18. The said Court after holding that a case for grant of Review was made out ought to have heard the parties on merits on Application at Exhibit 46 and then passed Order independently on it. That has not been done and the impugned order is common or consolidated Order on Exhibit 49 only. It is apparent that if this Order is presumed as in Order on Exhibit 46 the said Order cannot be questioned in Appeal before this Court. However, Exhibit 46 has been allowed while hearing Review Application itself and not after completion of hearing of Review Application and during rehearing of Exhibit 46. Hence, this common order needs to be accepted and tried as a order passed below Exhibit 49 only.
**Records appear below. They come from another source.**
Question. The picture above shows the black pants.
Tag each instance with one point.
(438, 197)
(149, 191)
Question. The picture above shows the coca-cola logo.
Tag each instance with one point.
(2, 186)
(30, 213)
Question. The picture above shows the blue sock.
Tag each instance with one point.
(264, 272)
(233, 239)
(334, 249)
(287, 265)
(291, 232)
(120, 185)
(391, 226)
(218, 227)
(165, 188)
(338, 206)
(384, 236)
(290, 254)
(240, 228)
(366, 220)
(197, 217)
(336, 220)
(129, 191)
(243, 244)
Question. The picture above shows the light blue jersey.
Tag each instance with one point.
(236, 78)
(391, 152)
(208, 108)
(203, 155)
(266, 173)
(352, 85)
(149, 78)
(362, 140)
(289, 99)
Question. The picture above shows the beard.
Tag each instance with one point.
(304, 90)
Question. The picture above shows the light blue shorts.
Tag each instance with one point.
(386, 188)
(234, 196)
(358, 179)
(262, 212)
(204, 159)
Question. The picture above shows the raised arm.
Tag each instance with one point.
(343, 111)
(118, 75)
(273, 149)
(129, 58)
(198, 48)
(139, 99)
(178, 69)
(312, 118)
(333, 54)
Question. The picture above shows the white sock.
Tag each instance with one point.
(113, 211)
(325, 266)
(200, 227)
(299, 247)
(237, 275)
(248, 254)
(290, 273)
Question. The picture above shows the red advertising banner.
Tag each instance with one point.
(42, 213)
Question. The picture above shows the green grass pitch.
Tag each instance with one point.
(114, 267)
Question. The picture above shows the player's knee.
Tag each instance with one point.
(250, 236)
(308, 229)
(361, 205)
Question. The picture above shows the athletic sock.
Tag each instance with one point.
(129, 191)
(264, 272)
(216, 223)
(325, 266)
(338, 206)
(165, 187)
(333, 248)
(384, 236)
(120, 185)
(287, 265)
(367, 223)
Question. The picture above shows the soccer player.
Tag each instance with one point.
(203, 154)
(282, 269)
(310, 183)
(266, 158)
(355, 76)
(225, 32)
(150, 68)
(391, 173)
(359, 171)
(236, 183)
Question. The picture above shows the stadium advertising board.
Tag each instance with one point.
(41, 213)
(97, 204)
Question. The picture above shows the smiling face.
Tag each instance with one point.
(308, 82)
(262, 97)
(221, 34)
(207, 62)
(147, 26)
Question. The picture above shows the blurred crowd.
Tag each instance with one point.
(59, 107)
19. In view of this finding, it is not necessary for this Court to consider other contentions raised by the learned counsel for the Appellant whereby she wanted this Court to note the specific pleadings of the Landlord in the Plaint and evasive denial in the Written Statement, effort made by the Tenant during evidence before the trial Court and the objections raised thereto all with a view to point out the deliberate delaying tactics adopted by the tenant. The contention was that the Respondent tenant ought to have and could have moved necessary Application when the Suit was pending before the trial Court itself. That was deliberately not done and an adverse decree was permitted to be passed. That adverse Decree was questioned in an Appeal in 1997. In that Appeal after four years Application at Exhibit 38 under Order 41 Rule 27 of CPC was filed and matter was brought to this Court. In 2003, after failure therein, steps which needed to be taken before the trial Court were then resorted to and Application under Order 6 Rule 17 was filed. All these contentions and replies given by the Respondent-Tenant thereto need to be looked into by the Additional District Judge. Hence, all these aspects are kept open for consideration by that Court.
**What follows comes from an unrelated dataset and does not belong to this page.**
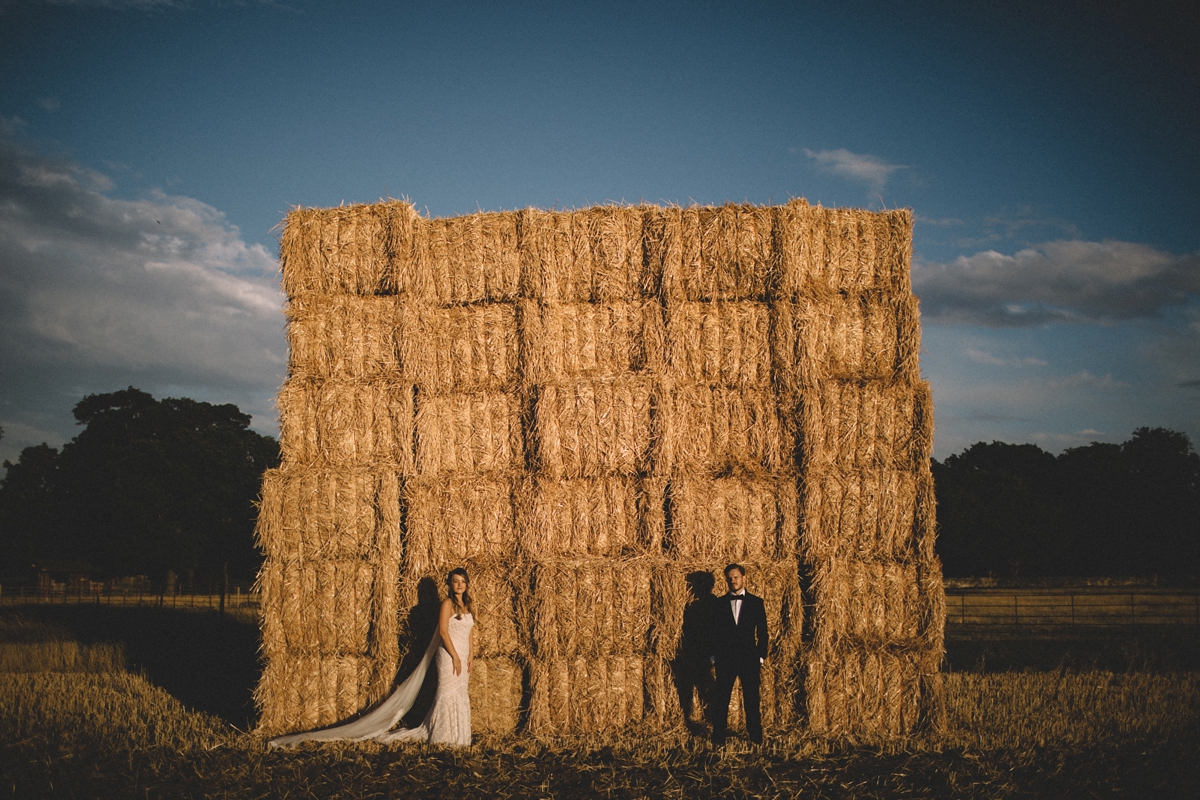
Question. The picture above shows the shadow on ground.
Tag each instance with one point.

20. This Court has already found that Exhibit 46 was rejected on 16.8.2003, only because of erroneous assumption that amended Order 6 Rule 17 C.P.C. was applicable. The grant of Review and allowing Application at Exhibit 49 therefore cannot be levelled as erroneous or perverse. However, the later Order particularly para of the said Order dated 16.8.2003 passed below Exhibit 49 is unsustainable as it falls outside or beyond the scope of Jurisdiction then available for consideration to the Additional District Judge. That part by which the said Court has proceeded to allow Application at Exhibit 46 is therefore quashed and set aside.
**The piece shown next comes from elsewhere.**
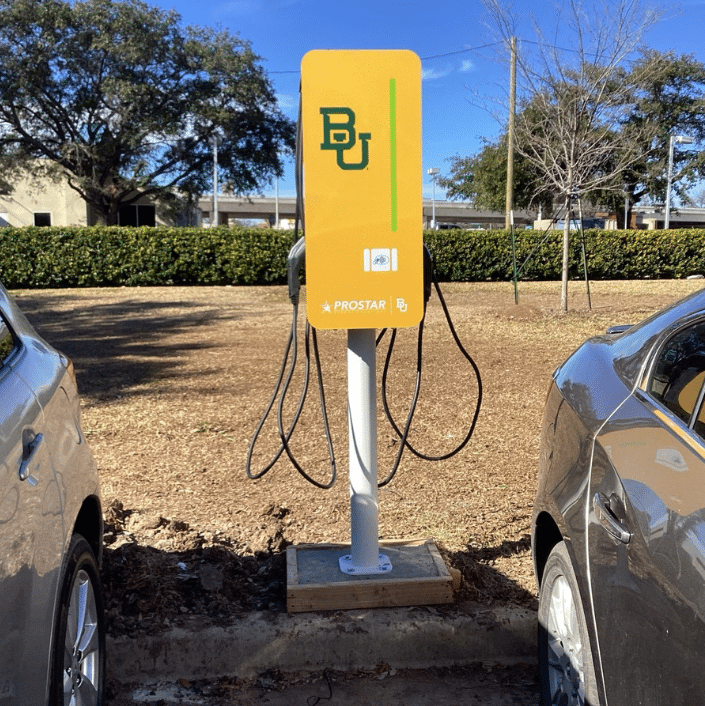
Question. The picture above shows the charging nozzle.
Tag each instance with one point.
(294, 263)
(427, 273)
21. Application at Exhibit 46 is accordingly restored back to the file of Additional District Judge, Raigad. The said Court shall rehear that Application expeditiously and in any case within a period of one month and pass suitable Orders upon it within further period of two weeks after communication of this order.

22. Considering the fact that the Appellant before this Court is a Senior Citizen and the Suit filed by him is of the year 1995, the Court is directed to decide the Appeal thereafter on merits within a further period of two months. 23. A.O. is accordingly partly allowed and is disposed of. However, in the circumstances of the case, there shall be no order as to costs.